Benim için Türkiye, neoliberal modelin yeryüzündeki tüm halklara ve kültürlere verdiği pek çok kötülükten kaçınarak, görkemli, yüksek kültürlü ve derinden manevi bir geçmişini küreselleşen dünyayla birleştirmenin mümkün olduğunu gösteren canlı bir örnektir.

İnsanlık tarihinin en büyük medeniyetleşme geçişini yaşıyoruz. Şimdi çocuklarımızın ve torunlarımızın hayatlarını şekillendirecek birçok şeye karar veriliyor ve bu yönde İslam'ın büyük armağanını korumak bizim için mutlak bir gerekliliktir.

Türkiye, Anglo-Amerikan İmparatorluğu'nun ve Yeni-Sömürgeciliğin yüzyılı aşkın süredir petrol kaynaklarına el koyma stratejileri nedeniyle bugün parçalanmış, kafası karışmış, yapılanmamış bir ümmet için model olabilir.
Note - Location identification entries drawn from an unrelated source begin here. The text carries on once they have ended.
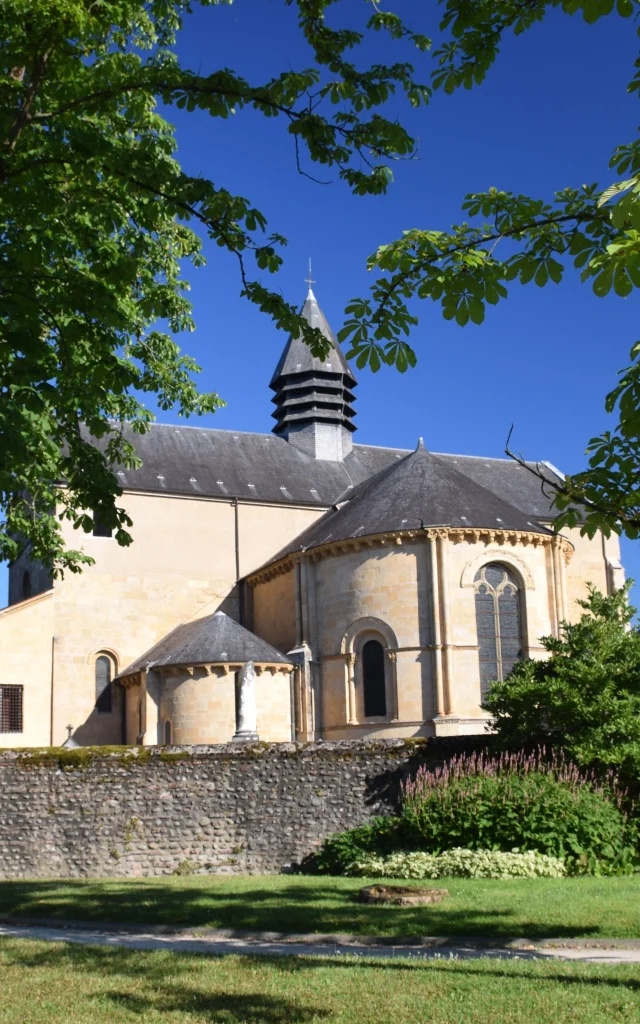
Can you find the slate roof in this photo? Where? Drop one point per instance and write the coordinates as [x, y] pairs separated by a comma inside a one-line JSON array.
[[213, 640], [227, 464], [421, 489]]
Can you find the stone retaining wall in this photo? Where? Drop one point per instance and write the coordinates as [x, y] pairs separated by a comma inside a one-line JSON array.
[[224, 809]]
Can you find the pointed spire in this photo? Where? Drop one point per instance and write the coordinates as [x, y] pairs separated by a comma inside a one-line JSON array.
[[309, 282], [313, 397]]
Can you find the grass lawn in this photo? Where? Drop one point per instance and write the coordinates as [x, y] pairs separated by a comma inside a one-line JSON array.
[[50, 983], [534, 907]]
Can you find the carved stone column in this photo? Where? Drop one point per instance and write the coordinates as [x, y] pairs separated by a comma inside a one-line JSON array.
[[246, 716], [301, 656], [448, 681], [437, 649], [392, 656], [349, 660]]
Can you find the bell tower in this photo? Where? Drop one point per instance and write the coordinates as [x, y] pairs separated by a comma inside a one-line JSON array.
[[313, 397]]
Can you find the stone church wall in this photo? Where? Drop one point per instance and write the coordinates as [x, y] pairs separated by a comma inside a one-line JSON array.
[[213, 809]]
Çin, Rusya veya BRICS gibi diğer bölgesel güçlerin ortaya çıkması nedeniyle şu anda düşüşte olan bu ekonomik güçler tarafından İslam'ın köktenci görüşlerinin desteklenmesi, neyse ki İslamik toplum geleneklerinin en değerli simgesi olan çok kültürlülük, hoşgörü mirasını korumayı bilen modern Türkiye'yi etkileyemedi. Bu nedenle Türkiye'nin bu değerlerin uygulanmasında bir savunucu olarak tüm ümmete karşı büyük bir sorumluluk taşıdığına inanıyorum.

İlim'de ve Sanatta bir süre boyunca öncü olan İslam dünyasının ve Müslümanların güncel ikilemleri nelerdir?
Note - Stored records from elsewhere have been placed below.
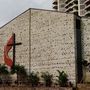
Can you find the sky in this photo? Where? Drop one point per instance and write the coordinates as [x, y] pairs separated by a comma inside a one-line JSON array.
[[9, 9]]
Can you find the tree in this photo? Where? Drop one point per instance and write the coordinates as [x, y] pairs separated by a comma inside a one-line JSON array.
[[34, 79], [20, 71], [3, 70]]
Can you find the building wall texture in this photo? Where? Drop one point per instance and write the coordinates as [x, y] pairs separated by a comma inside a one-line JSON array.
[[19, 26], [48, 41], [85, 27], [52, 42]]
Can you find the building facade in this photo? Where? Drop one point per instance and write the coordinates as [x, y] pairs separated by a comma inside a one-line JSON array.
[[78, 7], [50, 40]]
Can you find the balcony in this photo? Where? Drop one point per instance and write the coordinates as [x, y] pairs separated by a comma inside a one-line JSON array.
[[55, 2], [71, 1], [67, 1]]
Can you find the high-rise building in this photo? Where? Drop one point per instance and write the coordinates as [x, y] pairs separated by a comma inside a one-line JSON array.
[[71, 6], [78, 7], [59, 5]]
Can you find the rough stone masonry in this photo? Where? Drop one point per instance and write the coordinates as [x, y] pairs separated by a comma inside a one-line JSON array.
[[48, 41]]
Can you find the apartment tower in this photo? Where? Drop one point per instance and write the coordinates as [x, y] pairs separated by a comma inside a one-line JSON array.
[[78, 7]]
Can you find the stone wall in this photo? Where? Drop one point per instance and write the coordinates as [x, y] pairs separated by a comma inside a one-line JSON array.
[[29, 88], [19, 26], [48, 41], [53, 42], [85, 27]]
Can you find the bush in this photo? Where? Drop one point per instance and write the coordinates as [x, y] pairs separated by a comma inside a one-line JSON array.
[[47, 79], [3, 70], [62, 78], [34, 79]]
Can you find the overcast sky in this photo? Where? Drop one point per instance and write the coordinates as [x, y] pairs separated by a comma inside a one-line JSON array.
[[11, 8]]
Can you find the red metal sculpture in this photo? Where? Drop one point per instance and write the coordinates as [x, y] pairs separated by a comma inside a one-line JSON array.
[[7, 48]]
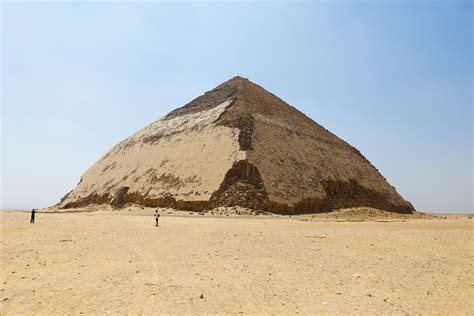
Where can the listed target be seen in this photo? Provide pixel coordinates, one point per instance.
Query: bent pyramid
(237, 144)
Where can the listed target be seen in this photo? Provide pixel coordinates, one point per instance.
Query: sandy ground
(118, 262)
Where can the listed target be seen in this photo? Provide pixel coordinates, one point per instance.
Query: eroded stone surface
(237, 144)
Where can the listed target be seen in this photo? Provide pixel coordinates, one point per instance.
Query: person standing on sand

Unutulmamalıdır ki, Avrupa Rönesansı, Aydınlanma ve modernite sadece bilimsel-teknik bilgilerin (Mimarlık, Tarım, Tıp, Botanik, Matematik, Tarihçilik vb.) aktarımıyla, Müslümanların çok sofistike kültürel uygulamaları ile akdeniz'in iki ucundaki Endülüs Mirası ve Osmanlı Mirası sayesinde mümkün olmuştur.
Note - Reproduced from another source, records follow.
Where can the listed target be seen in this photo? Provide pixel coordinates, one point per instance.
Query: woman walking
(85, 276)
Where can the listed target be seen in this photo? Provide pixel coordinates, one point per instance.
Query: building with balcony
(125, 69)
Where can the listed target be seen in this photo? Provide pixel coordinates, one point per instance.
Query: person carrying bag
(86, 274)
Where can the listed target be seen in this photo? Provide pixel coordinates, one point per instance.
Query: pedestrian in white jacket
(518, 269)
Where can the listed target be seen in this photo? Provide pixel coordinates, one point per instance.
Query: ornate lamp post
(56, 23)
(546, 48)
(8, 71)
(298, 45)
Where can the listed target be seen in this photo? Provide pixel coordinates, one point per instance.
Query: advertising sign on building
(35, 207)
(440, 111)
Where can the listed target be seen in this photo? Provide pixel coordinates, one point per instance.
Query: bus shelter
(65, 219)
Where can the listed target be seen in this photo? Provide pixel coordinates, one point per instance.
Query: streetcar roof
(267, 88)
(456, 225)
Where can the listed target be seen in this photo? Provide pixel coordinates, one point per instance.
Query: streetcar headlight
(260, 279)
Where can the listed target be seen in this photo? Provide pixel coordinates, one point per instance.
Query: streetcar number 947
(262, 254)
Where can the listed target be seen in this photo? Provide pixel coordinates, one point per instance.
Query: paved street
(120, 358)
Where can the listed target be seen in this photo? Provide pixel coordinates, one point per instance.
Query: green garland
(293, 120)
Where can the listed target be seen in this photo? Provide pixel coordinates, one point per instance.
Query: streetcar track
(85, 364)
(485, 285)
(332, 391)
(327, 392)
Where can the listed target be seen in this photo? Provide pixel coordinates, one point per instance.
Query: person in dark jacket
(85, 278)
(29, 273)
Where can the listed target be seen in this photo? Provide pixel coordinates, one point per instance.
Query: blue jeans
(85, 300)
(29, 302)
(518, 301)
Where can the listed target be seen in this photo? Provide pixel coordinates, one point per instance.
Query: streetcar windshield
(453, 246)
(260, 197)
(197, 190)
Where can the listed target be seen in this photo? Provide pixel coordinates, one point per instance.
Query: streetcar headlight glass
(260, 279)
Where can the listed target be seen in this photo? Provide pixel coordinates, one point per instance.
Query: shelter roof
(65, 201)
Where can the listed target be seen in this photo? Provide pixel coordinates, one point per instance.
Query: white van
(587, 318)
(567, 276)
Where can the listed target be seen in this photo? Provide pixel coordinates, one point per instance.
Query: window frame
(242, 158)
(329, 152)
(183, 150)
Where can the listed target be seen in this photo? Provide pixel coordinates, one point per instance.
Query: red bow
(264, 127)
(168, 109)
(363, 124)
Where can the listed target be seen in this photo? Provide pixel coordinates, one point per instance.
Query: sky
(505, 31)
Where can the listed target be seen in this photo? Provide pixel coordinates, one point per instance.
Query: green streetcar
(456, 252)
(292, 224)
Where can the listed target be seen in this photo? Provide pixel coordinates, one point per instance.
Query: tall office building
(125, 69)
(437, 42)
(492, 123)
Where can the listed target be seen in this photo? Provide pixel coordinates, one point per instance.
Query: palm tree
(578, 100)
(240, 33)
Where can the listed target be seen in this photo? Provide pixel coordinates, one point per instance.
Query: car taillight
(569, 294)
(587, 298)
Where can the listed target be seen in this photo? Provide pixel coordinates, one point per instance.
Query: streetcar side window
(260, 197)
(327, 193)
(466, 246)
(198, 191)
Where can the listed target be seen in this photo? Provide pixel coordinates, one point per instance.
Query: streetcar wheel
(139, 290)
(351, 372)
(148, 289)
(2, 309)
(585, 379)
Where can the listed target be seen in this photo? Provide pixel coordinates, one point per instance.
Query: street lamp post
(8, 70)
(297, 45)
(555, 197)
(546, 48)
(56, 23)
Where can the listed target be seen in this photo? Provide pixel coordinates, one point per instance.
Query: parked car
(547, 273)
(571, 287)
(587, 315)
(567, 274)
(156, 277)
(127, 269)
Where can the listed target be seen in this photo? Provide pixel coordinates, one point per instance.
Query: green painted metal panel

Ne yazık ki, zamanımızda çoğu Müslüman bunu bilmiyor ve kendilerini neoliberal yaşam tarzını küçük kriterlerle taklit etmekle sınırlıyorlar. Ümmet içinde çağdaş küreselleşme senaryosunun ortaya çıkardığı büyük sorunlara yanıt veren yeni formüller öneren gerçek manevi, entelektüel ve bilim hocaları eksikliği var: Yeni teknolojilerin, bilimsel ilerlemelerin insan için olumlu bir şekilde nasıl kullanılacağı, nasıl yeni küresel toplumu inşa etmek, doğa ve çevre ile nasıl ilişki kurulacağı vb. Aslında tüm bunların anahtarları kendi hikmet geleneğimizde, cömert Kur'an-ı Kerim'de, günümüzün gözüyle okumamız gereken, onları şaşırtmaya değil, çağdaş bir şekilde uygulamamız gereken Sünnet'te var. Neredeyse kırk yıldır sanat, kültürel ve manevi gelenekler üzerine yaptığım araştırmalarda yapmaya çalıştığım şey bu.

Petrol zengini Araplar geçen yüzyılda bu kaynakları akıllıca kullanmış olsaydı, ve bu kaynakları sadece resmi ve harici olarak değil, gerçek ve bütünsel bir İslami gelişmeye uygulasaydı, muhtemelen şimdiki ümmetin gelecek senaryosu farklı olurdu, ama ne yazık ki kendileri kendi elleriyle bu senaryonun böyle olmasına olanak tanıdılar, dünya tarafından ele geçirilmesine müsade ettiler ve kabuğu korumak yerine başka işlerle meşgul oldular. Bugün küresel Müslüman topluluğunun başına bela olan, İslam'ın köktenci ve literalist görüşlerini neredeyse tüm Müslüman çoğunluklu ülkelere ihraç ederek, bu gerici doktrinleri yayan imamlara, vaizlere vs. eğitim ve öğretim vererek büyük ölçüde bu durumdan onlar sorumludur.

Neoliberal çıkar ümmete derinden zarar vermiş olsa da, bunu tüm halkların özelliklerini bulanıklaştırarak ve kimlik karmaşası yaratarak gezegendeki geri kalan bilgelik gelenekleri ve kültürleri ile yapıyor, çevreyi yok ediyor, kısacası tüm toplumları insanlıktan çıkarıyor ve kati bir şekilde kendi batılı uluslarını da bu batağa çekiyor.

Bu konuda 2019 yılında "Ruhların devrimi", ümmetin sorunlarını ve şu anda içinde bulunduğumuz genel medeniyet krizinin durumunu analiz ettiğim "Medeniyet krizi ve tarihin sona ermesinden sonra ufukların değişmesi" başlıklı bir makale yayınladım.